Syva dan gerakan Makassar Berkebun adalah oasis dari gambaran tentang mahasiswa Makassar yang garang saat berdemonstrasi. Selama ini publik tanah air melihat mahasiswa di kota Anging Mammiri identik dengan tawuran atau perkelahian antar fakultas. Di tengah wacana kenaikan harga BBM, mahasiswa Makassar tampil pada garda terdepan, dengan mengenakan jas almamater, lalu menyandera truk demi untuk dijadikan panggung orasi atau dipakai konvoi.

aktivitas berkebun
Syva Fauziah

Tanpa disadarinya, Syva menunjukkan bahwa di tengah aksi mahasiswa Makassar yang cenderung anarkis, terdapat pula embun kesejukan lewat mereka yang melakukan hal-hal sederhana namun bermakna bagi lingkungan. Gerakan ini menjadi cermin bagi banyak orang bahwa tidak semua mahasiswa Makassar melakukan aksi anarkis seperti tutup jalan, menyandera mobil tronton, atau membakar motor warga yang melintas.

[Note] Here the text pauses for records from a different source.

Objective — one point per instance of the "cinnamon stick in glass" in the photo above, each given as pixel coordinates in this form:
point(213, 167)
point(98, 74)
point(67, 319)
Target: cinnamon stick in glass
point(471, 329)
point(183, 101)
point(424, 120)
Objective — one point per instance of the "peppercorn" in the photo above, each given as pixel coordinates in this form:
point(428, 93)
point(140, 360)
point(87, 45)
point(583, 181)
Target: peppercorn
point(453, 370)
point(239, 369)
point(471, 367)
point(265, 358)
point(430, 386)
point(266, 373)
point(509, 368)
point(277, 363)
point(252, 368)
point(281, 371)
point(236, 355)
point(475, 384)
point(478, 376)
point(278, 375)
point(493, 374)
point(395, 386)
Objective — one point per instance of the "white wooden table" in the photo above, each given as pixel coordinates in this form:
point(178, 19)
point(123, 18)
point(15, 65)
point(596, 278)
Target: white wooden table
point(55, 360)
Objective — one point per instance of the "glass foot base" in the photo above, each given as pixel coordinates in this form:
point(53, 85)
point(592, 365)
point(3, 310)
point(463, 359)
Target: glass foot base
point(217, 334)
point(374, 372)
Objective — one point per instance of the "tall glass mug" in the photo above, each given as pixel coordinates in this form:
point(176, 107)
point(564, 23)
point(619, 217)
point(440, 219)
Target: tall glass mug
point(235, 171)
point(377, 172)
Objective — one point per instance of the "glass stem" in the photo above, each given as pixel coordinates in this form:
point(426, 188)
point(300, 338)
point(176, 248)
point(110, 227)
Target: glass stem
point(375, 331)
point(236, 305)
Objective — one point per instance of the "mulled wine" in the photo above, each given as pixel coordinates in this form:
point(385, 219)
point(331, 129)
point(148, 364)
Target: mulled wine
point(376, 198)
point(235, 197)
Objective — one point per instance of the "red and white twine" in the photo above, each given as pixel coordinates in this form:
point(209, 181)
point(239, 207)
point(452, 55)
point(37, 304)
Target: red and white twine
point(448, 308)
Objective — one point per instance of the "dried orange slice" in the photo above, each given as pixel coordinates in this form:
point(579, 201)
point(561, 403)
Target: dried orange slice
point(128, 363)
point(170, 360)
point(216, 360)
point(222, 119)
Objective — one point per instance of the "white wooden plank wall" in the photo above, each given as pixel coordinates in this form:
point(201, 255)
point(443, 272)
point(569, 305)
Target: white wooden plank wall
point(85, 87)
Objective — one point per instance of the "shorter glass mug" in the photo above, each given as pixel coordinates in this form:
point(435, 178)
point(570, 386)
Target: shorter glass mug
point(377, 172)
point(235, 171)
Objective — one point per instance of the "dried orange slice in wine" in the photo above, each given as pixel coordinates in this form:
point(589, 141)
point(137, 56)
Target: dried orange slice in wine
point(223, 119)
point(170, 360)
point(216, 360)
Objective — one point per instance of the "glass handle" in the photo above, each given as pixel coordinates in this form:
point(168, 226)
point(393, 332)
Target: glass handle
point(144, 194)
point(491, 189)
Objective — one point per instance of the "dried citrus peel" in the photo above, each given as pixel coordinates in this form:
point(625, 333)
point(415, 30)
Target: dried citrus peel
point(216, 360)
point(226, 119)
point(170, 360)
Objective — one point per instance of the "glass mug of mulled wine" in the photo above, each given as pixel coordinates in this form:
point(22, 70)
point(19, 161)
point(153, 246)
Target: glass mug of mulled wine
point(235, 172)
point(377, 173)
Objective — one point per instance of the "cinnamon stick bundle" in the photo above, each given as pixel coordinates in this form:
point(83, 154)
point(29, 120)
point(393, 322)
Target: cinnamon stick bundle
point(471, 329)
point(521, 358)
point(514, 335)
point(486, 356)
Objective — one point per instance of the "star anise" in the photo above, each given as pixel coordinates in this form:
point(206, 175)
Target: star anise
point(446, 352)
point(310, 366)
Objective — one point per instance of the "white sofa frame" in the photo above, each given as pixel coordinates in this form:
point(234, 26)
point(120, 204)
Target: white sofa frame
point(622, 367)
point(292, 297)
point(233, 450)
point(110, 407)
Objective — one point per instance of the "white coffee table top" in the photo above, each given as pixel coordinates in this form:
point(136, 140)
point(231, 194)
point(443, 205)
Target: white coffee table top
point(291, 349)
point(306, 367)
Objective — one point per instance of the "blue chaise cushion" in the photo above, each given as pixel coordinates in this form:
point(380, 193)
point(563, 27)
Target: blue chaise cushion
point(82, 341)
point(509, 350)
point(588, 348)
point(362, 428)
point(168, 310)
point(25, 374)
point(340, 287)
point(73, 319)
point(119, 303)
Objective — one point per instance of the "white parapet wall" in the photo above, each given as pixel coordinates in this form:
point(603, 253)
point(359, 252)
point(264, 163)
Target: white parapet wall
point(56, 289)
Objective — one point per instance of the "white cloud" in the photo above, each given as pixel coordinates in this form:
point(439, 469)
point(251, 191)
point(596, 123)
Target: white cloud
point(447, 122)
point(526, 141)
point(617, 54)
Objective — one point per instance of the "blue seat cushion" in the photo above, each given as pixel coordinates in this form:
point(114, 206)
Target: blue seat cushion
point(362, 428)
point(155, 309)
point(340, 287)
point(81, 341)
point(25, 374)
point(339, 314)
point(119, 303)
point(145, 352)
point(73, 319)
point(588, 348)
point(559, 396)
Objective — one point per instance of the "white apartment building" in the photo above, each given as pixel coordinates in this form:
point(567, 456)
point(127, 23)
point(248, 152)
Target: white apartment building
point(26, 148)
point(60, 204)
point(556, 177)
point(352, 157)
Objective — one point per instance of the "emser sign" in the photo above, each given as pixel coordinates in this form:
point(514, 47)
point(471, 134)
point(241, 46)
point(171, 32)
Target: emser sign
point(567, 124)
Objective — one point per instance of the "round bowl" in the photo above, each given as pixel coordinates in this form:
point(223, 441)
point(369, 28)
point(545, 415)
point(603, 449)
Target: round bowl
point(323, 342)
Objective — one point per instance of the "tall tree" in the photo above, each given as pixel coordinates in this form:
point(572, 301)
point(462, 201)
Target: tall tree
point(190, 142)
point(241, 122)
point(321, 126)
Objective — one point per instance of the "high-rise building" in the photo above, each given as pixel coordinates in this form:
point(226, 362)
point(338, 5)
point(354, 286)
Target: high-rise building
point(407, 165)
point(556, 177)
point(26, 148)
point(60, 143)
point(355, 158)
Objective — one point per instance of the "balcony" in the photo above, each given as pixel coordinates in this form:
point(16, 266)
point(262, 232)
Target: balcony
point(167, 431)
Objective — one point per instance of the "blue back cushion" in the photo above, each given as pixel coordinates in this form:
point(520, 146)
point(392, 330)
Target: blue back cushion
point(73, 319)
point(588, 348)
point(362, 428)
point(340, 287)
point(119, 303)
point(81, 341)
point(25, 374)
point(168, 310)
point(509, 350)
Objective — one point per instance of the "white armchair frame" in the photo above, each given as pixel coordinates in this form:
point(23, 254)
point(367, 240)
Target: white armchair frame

Demi menyuarakan aspirasi, banyak mahasiswa yang melakukan hal-hal kreatif sebagaimana Syva dan kawan-kawannya di Gerakan Makassar Berkebun. Bersama jejaring sosial lainnya, mereka berusaha menampilkan citra Makassar

Sayangnya, aktivitas ini masih sebatas hobi. Aktivitas ini belum berkembang menjadi aktivitas yang kemudian menyebar di semua warga kota. Aspek edukasi dan penyaluran hobi masih dominan di prgram ini. Sementara asek ekonomi masih terabaikan. Pantas saja jika Syva kemudian memperluas wawasan dengan cara menemui berbagai kota yang juga aktif dalam gerakan berkebun.

***

DI Kupang, Syva belajar pada sekelompok anak muda yang membuat gerakan Kupang Berkebun. Ia kemudian berdiskusi pada anak muda yang tergabung dalam kelompok Pikul, yang merupakan singkatan dari Penguatan Institusi dan Kapasitas Lokal.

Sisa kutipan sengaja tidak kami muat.